365 Days, 524 Recipes, 1 Tiny Apartment Kitchenby Libby Allen / 12.11.2009
How One Girl Risked Her Marriage, Her Job, and Her Sanity to Master the Art of Living. So goes the pitch for the Julie/ Julia Project, which began as the blogged chronicle of 30-year-old New York administrative worker, Julie Powell, over the year she spent preparing all 524 recipes in Julia Child’s 1961 bestseller Mastering the Art of French Cooking. The blog gathered a mass following and turned to a book, which in turn became Nora Ephron’s film Julie and Julia, in which Amy Adams and Meryl Streep reprise their outstanding 2008 partnership in Doubt.
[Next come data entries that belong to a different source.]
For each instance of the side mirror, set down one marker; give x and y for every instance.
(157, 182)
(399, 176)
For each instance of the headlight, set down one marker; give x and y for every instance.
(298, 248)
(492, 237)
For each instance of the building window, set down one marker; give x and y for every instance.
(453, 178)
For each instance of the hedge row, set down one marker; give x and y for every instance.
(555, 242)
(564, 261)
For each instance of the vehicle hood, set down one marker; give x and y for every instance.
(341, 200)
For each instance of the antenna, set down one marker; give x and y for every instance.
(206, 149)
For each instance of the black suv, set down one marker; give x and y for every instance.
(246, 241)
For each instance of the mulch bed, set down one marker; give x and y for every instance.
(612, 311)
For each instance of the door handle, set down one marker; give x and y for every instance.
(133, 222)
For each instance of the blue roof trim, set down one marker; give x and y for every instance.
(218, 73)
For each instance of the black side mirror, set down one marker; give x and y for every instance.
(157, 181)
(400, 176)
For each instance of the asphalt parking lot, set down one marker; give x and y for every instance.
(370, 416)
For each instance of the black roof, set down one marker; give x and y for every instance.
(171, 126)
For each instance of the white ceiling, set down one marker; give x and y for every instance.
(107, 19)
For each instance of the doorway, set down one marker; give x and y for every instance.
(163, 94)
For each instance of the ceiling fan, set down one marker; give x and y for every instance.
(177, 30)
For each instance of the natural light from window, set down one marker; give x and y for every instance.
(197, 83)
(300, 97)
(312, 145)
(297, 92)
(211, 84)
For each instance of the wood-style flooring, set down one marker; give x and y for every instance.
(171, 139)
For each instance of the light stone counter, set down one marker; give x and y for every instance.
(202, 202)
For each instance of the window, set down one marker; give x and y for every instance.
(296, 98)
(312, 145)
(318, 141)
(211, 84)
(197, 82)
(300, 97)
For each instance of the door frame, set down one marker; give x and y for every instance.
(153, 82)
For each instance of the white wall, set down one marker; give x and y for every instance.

Besides Doubt, in which she played the dogmatic Sister Aloysius with gruesome understatement, Meryl Streep has been taking large roles lately. From The Devil Wears Prada to that gross Abba film, it’s all been pretty over the top, and here, again, she takes on Julia Child like a super-sized whirlwind. Child was an enormous presence, in physicality and character, and the film goes far to acknowledge this with little tricks along the way like undersized sets so that Streep would appear huge in them and alongside her husband in the film, the excellent Stanley Tucci. What Julie and Julia does is tell two parallel stories. Two women, separated by time and geography and class and more, both passionate about food, both intent on sharing that passion through their cooking. It is a dual telling of story which we have seen before, and the film is in no way extraordinary in structure or theme, but it works. It is quite lovely. What is perhaps the only extraordinary thing here is a Nora Ephron movie which is for once not about romantic pursuit of a man for a woman, or vice versa. Oh, there’s romance; domestic drama and couples in love and couples in conflict, but the central relationships are between two women and their food; a telling of how cooking can bring meaning to two otherwise unremarkable lives and how Julie and Julia affirm their respective purpose and passion through what they cook.
So, in the writing of the film Ephron draws on two true-life stories: Child’s (credited as being the cook who ‘brought French cuisine into the American kitchen’) memoir of life in 1940s/50s France and Powell’s account of her attempt to cook all of Child’s recipes from her small Brooklyn kitchen. Streep is certainly offered the more appealing character and plotline, dominating the film with her panto-ish (and bizarrely accurate) take on Julia Child. Amy Adams does the type of sweetness we know she can do, and inhabits a less interesting story, but a necessary and endearing one no less.
With the climax of the film being, on Child’s part, the publication of her book and foreshadowed leap into stardom once the film is through, and for Powell, the completion of her year (perhaps the first thing she has completed, entirely, alone) with the treacherous boning of a duck, this is not a film which will excite all its viewers. It is a chick flick where food is romanticised above men, where the crucial parts of a feel-good are present and the almost-obligatory domestic dramas satisfy; carried by superb performance. It is not a piece of great significance for many, but for a sap like me, into writing and cooking and too-strong sentimentality, Julie and Julia works, wonderfully.